I know I'm going to be slammed with downvotes, but I don't care, $1500 is a pathetic price for a CD. I think the concept has some cool potential, but an artist can't possibly survive on $1500 per album. And why the hell are there artists on here which are already on record labels that are clearly not going along with this and what the hell does "pending approval" mean. I'm sorry, but if you want this to work, it's going to have to be reasonable for artists, not deceive people into thinking music is there that isn't, and make a heck of a lot more sense.
It's not $1500 per album, it's however much the artist chooses. In this case, a bunch of artists from reddit.com got together and decided to make a mix tape and split the $1500. They are all relatively unknown artists who would like some exposure.

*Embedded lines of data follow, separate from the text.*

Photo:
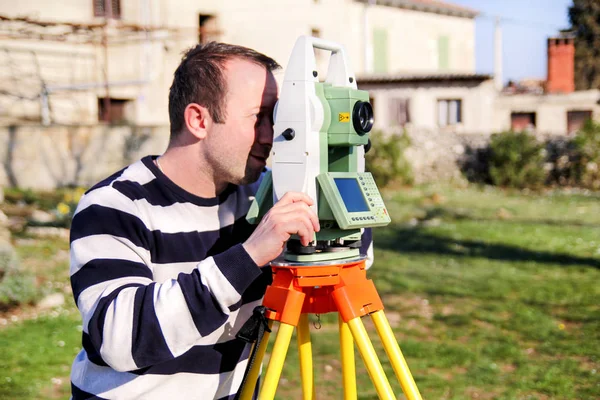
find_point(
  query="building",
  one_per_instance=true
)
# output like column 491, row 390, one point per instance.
column 112, row 60
column 554, row 109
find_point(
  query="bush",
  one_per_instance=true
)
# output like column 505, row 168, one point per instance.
column 386, row 160
column 516, row 160
column 586, row 164
column 15, row 286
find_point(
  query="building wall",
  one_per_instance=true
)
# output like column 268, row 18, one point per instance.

If another artist came and set the price at $10,000, then he'd receive 10k.

The albums on the front page pending approval are just that, artists that have been contacted. Without those placeholders, the site would be rather empty. It's no different than how reddit supposedly started as very few people with multiple accounts pretending to be very many people.

Placeholders are shit. I'd greatly prefer an empty and honest site. And it IS different from reddit if those accounts actually contributed something. One Republic? Are you serious? Do you think there's a snowball's chance in hell of getting One Republic on that site? It's a trick. These placeholder accounts are contributing absolutely nothing and never will.

On the issue of money, I see what you're saying, but the site seems to suggest that $1500 is a reasonable price one might see on here. $10k is barely reasonable when you consider that most artists make one CD every 2 years or so. Not that most artists GET $10k, but it's still pathetic. I'd like to see some consideration too for the fact that artists get a pathetic amount of money for their work. The notion of a starving artist is insane in a world that is so obsessed with entertainment.

I don't mean to sound angry. I'm just frustrated. I think there is a lot of potential here.

I'm sorry, I must be explaining this incredibly bad. It's not $1500 or $10,000, it's whatever the artist chooses. This isn't only for Jay Z or the Kings of Leon, there are thousands upon thousands of artists out there that don't have record deals or world-wide tours.

"I'd like to see some consideration too for the fact that artists get a pathetic amount of money for their work."

I couldn't agree more, this is why musicslu.com was created.

You're explaining it fine, but when I see prices that aren't even in the right order of magnitude, it makes me wonder. A reasonable price for a high-quality CD is over $100k. For a billboard-top-100-quality CD, over $500k. For a Jay Z CD, over $1m easy.
this isn't for a CD by the way, it's for a digital download.
you really do sound angry about it. and not in the constructive way. take a deep breath and get on with your life.